Fallout from the case, which has sparked a ministerial inquiry, continued yesterday as it emerged parents with children at schools he allegedly taught at did not know did not learn of his 2004 conviction for indecent assault and assault against a child until it was announced to the media.
Even after his March 2010 court appearance, when he was assessed as “likely to commit one or more of the offences” and issued with a renewed supervision order, the man allegedly went back to teaching, obtaining teacher registration under an assumed name and provisional registration to teach until August 2013.
Fairfax has seen documents in which the man uses other assumed names and dates of birth.
A neighbour at an Auckland address of the man, who did not want to be named, said the man lived alone there for about six months and often had visitors.
He was not the sort of person you said hello to, the neighbour said.
“He is just not friendly and really aggressive.”
It was not until a member of the public who knew his background allegedly spotted the man driving a van-load of children last week that he was arrested and charged over breaches of his supervision order.
Corrections Minister Anne Tolley yesterday said she still had total confidence in the probation service.
“They do the very best they can with some very difficult people … Anyone who has more than one identity creates problems in any system,” she said.
The Teachers Council said when a registered teacher received a conviction that carries a possible sentence of three months in prison or more, the teacher or the school was required to disclose that within seven days.
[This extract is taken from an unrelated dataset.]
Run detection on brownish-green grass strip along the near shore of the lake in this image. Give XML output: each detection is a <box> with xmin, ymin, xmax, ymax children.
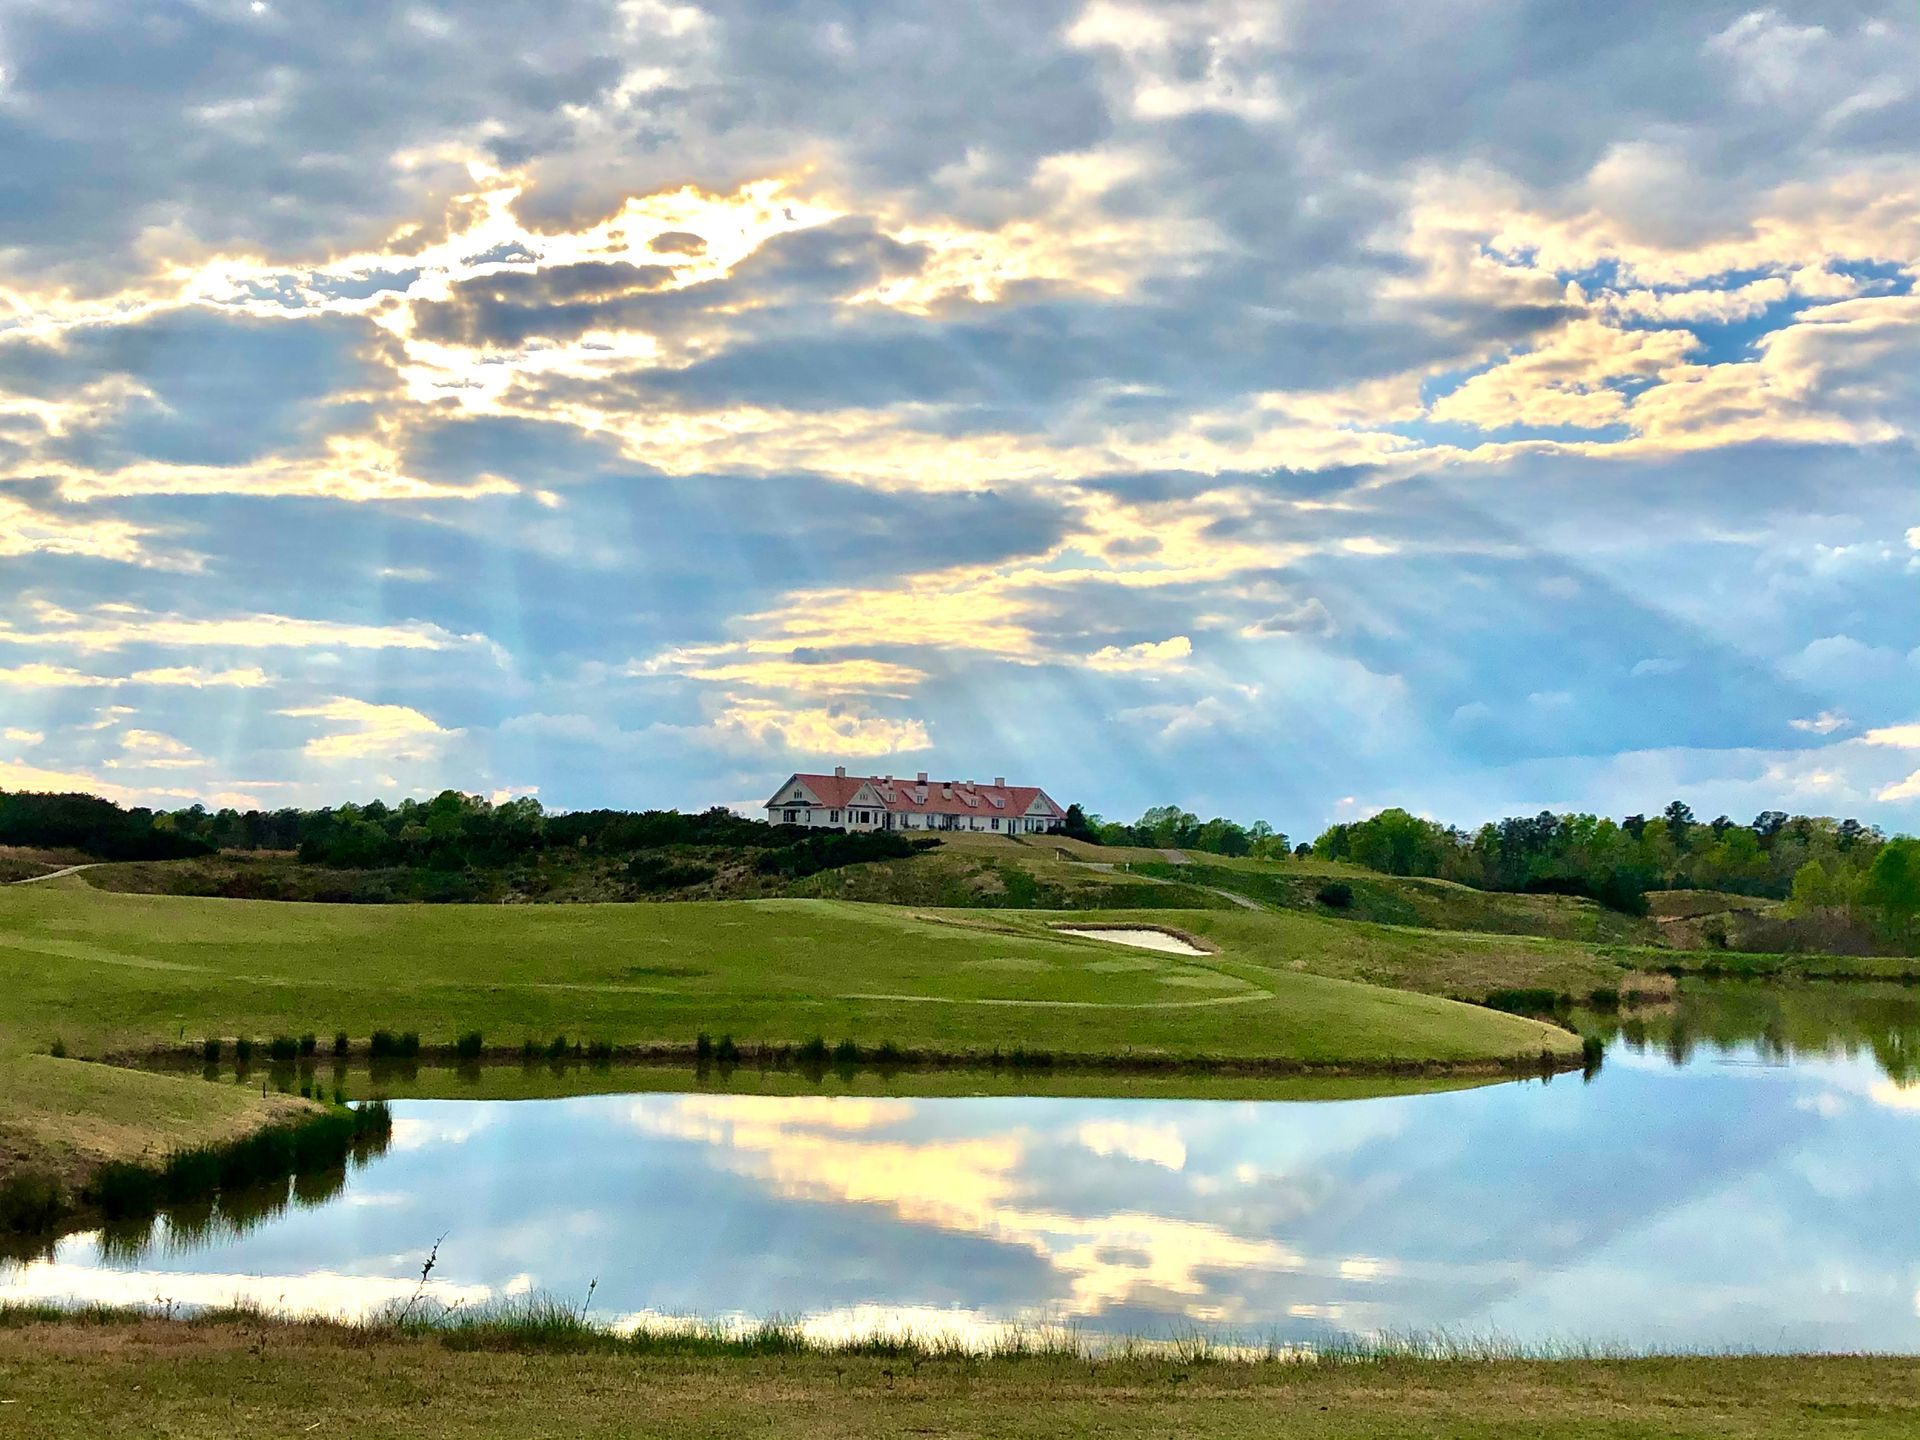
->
<box><xmin>0</xmin><ymin>1321</ymin><xmax>1920</xmax><ymax>1440</ymax></box>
The District Court must report to the Teachers Council.
Days after the man’s arrest and appearance in court last week, parents at two schools where is believed to have taught were sent similarly worded letters from the principals and board chairs at each school.
The letters stated only that the man had been arrested for breaching his supervision order.
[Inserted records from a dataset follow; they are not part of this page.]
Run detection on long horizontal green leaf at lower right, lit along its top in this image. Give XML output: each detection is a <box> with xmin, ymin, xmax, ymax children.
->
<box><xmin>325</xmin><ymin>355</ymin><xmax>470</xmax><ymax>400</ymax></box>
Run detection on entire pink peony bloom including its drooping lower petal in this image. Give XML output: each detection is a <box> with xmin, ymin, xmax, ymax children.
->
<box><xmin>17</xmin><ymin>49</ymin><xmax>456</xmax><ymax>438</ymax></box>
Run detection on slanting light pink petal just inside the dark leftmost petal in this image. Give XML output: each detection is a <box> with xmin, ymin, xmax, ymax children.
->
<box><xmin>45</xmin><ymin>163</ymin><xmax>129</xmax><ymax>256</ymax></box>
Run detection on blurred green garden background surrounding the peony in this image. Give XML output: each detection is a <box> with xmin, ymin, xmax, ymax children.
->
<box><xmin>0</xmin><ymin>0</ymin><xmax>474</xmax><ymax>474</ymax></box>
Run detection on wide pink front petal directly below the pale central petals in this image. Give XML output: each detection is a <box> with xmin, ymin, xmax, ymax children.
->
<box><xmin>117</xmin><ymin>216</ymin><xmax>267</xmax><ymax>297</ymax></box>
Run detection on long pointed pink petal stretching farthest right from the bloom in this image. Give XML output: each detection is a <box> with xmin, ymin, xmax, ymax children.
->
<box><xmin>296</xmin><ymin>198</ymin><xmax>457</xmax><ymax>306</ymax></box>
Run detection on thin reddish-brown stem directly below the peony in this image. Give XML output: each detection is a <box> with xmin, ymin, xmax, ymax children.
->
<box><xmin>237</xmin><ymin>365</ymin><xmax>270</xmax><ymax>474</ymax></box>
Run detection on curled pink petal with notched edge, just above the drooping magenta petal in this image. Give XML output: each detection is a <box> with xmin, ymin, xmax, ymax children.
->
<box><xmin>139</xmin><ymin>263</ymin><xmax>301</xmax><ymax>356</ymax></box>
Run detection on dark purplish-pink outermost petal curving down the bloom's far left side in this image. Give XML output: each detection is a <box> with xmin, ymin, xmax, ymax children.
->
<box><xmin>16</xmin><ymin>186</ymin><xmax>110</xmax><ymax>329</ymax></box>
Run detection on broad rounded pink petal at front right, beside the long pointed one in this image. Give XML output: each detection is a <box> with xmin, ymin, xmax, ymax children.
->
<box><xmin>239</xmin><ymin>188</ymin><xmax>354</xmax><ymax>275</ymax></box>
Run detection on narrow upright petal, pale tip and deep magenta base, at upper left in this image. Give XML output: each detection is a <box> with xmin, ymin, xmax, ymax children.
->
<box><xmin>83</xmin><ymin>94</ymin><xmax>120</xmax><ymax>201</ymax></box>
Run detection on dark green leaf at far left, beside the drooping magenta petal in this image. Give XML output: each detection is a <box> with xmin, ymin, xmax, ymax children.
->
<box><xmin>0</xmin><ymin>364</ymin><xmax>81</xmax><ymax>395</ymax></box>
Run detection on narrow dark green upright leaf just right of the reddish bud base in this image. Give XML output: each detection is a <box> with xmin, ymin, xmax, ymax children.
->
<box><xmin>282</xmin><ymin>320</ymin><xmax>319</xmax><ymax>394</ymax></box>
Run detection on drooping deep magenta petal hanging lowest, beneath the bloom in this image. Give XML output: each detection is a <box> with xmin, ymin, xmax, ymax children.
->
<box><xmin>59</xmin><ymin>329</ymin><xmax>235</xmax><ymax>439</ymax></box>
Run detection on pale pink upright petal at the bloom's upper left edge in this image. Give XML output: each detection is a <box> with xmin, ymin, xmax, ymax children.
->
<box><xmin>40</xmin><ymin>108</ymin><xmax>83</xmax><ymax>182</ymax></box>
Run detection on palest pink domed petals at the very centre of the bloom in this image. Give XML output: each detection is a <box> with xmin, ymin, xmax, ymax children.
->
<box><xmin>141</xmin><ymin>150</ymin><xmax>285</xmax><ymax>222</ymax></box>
Yesterday, Ministry of Education deputy secretary Nichols Pole said the first letters had been sent to parents on the basis of legal advice from the department of corrections and new information had come to light after that.
“I think it’s fair to say we have been gathering more and more information around this case … we have worked through subsequent legal advice.”
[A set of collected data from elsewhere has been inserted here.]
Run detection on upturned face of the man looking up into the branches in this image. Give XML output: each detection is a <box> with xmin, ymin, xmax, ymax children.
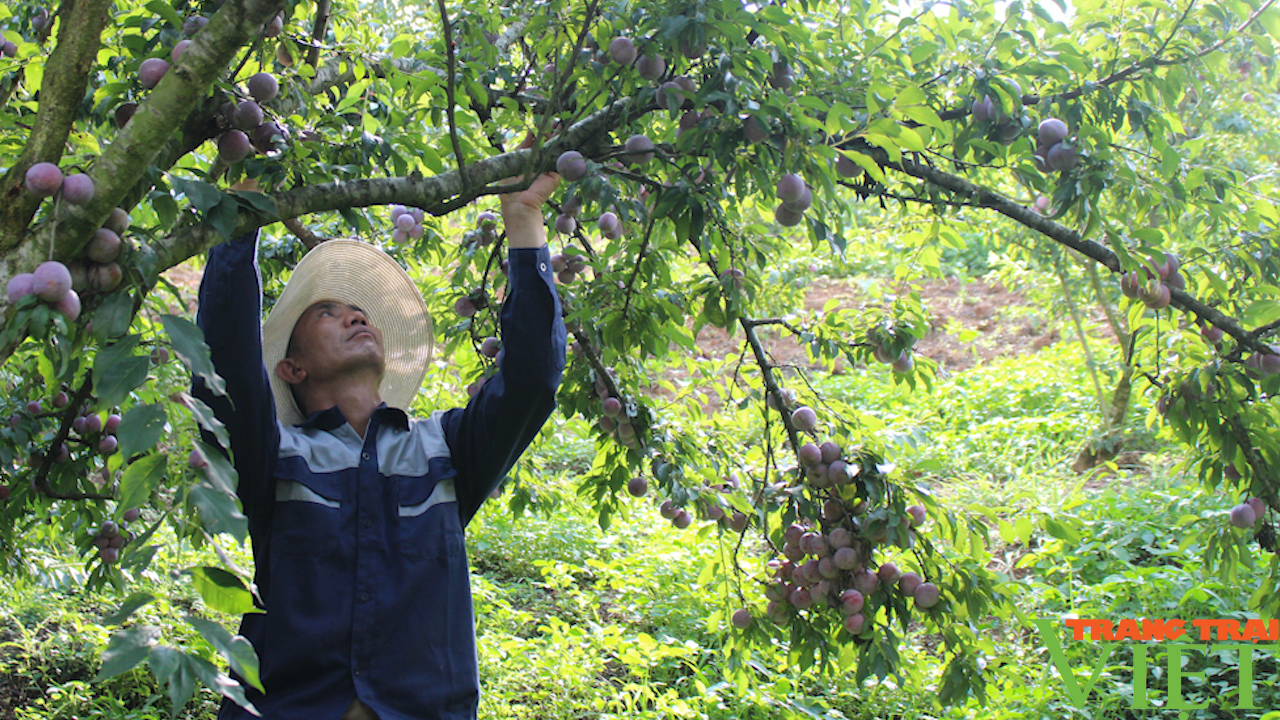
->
<box><xmin>288</xmin><ymin>300</ymin><xmax>385</xmax><ymax>380</ymax></box>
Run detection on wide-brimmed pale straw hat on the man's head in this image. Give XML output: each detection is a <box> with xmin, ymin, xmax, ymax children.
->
<box><xmin>262</xmin><ymin>240</ymin><xmax>433</xmax><ymax>425</ymax></box>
The mother of an eight-year-old boy at one of the school where the man is believed to have taught said guidance on how to deal with the issue with their children had been slow to emerge.
Another mother said there had been a lack of support for the school and the absence of any professional agencies to guide parents.
Mr Pole said the letters sent out had included contact details for parents who were concerned. There had also been an 0800 number set up yesterday and parent meetings were organised for last night and tonight.
Four more schools where the man was believed to have taught were told of his convictions yesterday, but it was yet to be confirmed whether a further two have also been told.
It was not yet clear whether the man or someone else of the same name worked at those two schools, Mr Pole said.
There were no reports yet that children at any of the schools had been interfered with.
Associate Education Minister Pita Sharples said the case was “shocking”.
“We’ve got to know that our children are safe,” Dr Sharples said.